Each computing group has a limit on the number of slots concurrently occupied by running jobs; the limit will depend on the group yearly resources request. To know this limit for a given group (account):

% sacctmgr show assoc where account="<group>" user= format="Account,Grpcpus"
   Account  GrpCPUs
---------- --------
   <group>     2000

You may also check how your group is using the allocated ressources on the group computing report in the User portal.

Once this limit is reached, the subsequent submissions will be pending in queue until the completion of running jobs frees the required number of slots. However, if you receive the following error upon submission:

sbatch: error: AssocMaxSubmitJobLimit
sbatch: error: Batch job submission failed: Job violates accounting/QOS policy (job submit limit, user's size and/or time limits)

or, monitoring a waiting job you have this squeue output:

% squeue
             JOBID PARTITION     NAME     USER ST       TIME  NODES NODELIST(REASON)
            936551       htc littlene     user PD       0:00      1 (AssocMaxJobsLimit)

you have probably been blocked! Please check your Inbox or contact the user support.

Parameters limitations

The time parameter -t upper limit depends on the quality of service associated with the partition used.

The upper limits of memory --mem =, number of tasks -n or CPUs per task -c depend on the partition and the node used.

Important

To help you quantify the parameters values for your jobs, please refer to the paragraph Job profiling.

For an overview of the available resources and their limits, please refer to the page Informations about slurm batch system.

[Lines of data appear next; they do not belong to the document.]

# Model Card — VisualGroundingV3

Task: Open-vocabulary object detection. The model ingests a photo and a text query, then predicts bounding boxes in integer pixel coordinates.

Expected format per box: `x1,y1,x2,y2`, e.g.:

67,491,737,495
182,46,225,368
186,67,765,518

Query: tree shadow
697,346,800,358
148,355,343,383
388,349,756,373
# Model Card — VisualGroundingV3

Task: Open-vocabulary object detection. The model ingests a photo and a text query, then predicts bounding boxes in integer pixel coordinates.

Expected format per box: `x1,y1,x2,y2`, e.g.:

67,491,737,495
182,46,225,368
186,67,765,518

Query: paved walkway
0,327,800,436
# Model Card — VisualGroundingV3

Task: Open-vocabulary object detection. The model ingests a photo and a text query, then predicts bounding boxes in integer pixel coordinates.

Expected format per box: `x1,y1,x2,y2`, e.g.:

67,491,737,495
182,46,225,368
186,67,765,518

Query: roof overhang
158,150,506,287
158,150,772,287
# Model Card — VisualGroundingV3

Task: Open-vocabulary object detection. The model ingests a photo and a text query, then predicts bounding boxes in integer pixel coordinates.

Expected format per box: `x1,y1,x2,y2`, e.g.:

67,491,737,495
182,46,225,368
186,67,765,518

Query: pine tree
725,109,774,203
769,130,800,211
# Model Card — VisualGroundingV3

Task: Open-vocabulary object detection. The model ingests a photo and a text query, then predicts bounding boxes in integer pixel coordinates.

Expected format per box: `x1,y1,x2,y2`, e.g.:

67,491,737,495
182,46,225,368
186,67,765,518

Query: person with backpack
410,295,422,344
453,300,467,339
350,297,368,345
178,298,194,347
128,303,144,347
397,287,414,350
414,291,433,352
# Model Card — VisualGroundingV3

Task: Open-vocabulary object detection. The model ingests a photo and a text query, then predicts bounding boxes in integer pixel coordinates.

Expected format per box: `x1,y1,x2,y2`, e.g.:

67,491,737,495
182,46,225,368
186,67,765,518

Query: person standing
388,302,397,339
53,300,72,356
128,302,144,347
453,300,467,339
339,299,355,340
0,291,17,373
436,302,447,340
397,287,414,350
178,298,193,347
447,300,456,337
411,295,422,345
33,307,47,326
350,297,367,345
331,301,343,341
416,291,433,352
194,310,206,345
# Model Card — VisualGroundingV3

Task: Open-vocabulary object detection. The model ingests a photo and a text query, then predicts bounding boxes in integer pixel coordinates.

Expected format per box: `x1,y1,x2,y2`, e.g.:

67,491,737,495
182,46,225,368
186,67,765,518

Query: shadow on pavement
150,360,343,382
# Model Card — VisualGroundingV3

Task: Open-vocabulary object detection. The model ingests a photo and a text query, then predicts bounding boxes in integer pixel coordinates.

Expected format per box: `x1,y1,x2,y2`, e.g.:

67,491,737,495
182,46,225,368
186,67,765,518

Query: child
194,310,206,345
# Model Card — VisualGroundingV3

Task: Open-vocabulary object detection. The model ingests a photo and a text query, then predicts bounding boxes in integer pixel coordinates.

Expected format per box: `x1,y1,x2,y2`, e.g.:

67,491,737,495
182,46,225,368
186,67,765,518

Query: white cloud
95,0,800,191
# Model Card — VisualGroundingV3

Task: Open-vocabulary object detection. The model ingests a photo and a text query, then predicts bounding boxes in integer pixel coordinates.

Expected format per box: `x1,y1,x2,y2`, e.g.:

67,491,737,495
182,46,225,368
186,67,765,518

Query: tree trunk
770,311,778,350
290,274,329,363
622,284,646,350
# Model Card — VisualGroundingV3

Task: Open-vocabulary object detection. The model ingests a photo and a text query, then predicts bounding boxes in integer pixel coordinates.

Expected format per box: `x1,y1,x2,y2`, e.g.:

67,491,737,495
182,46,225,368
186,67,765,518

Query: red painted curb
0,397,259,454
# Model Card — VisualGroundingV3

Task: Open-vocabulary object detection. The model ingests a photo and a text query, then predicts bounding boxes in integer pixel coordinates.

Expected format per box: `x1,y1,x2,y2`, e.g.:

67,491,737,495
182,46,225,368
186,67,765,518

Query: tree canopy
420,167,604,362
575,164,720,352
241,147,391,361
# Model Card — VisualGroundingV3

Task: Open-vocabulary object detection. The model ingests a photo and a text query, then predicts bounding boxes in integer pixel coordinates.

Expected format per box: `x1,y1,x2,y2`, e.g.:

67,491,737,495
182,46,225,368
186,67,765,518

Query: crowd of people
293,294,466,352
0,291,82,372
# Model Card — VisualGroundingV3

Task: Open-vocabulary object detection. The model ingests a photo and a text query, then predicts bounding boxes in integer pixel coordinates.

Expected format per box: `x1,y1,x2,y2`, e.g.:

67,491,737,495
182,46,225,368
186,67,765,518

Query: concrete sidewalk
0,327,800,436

The main guidelines for the limitations of these resources per partition are the following:

htc limits the job to a single node, this implies that CPU limits will be the hardware limits of the node used; the memory will be limited to 150 GB.
- htc_daemon limits jobs to 1 CPU and 3 GB of memory.
- htc_highmem the memory and CPU limits will be the hardware limits of the node used.
flash has the same CPU and memory limits as the htc.
In hpc partition the job can “overflow” on several nodes. The memory and CPU limits will therefore be the total CPU and memory available on the HPC platform.
gpu limits the job to a single node. The memory limit will be calculated as for htc_highmem; on the other hand, the limit on the number of CPUs is strictly linked to the number of GPUs requested and depends on the lowest CPU/GPU ratio of the GPU platform (linked to the type and configuration of the corresponding hardware).
- If, for example, one node in the platform has a ratio of 5 CPUs for each GPU, and another has a ratio of 6, the maximum limit will be 5 CPUs for each GPU requested.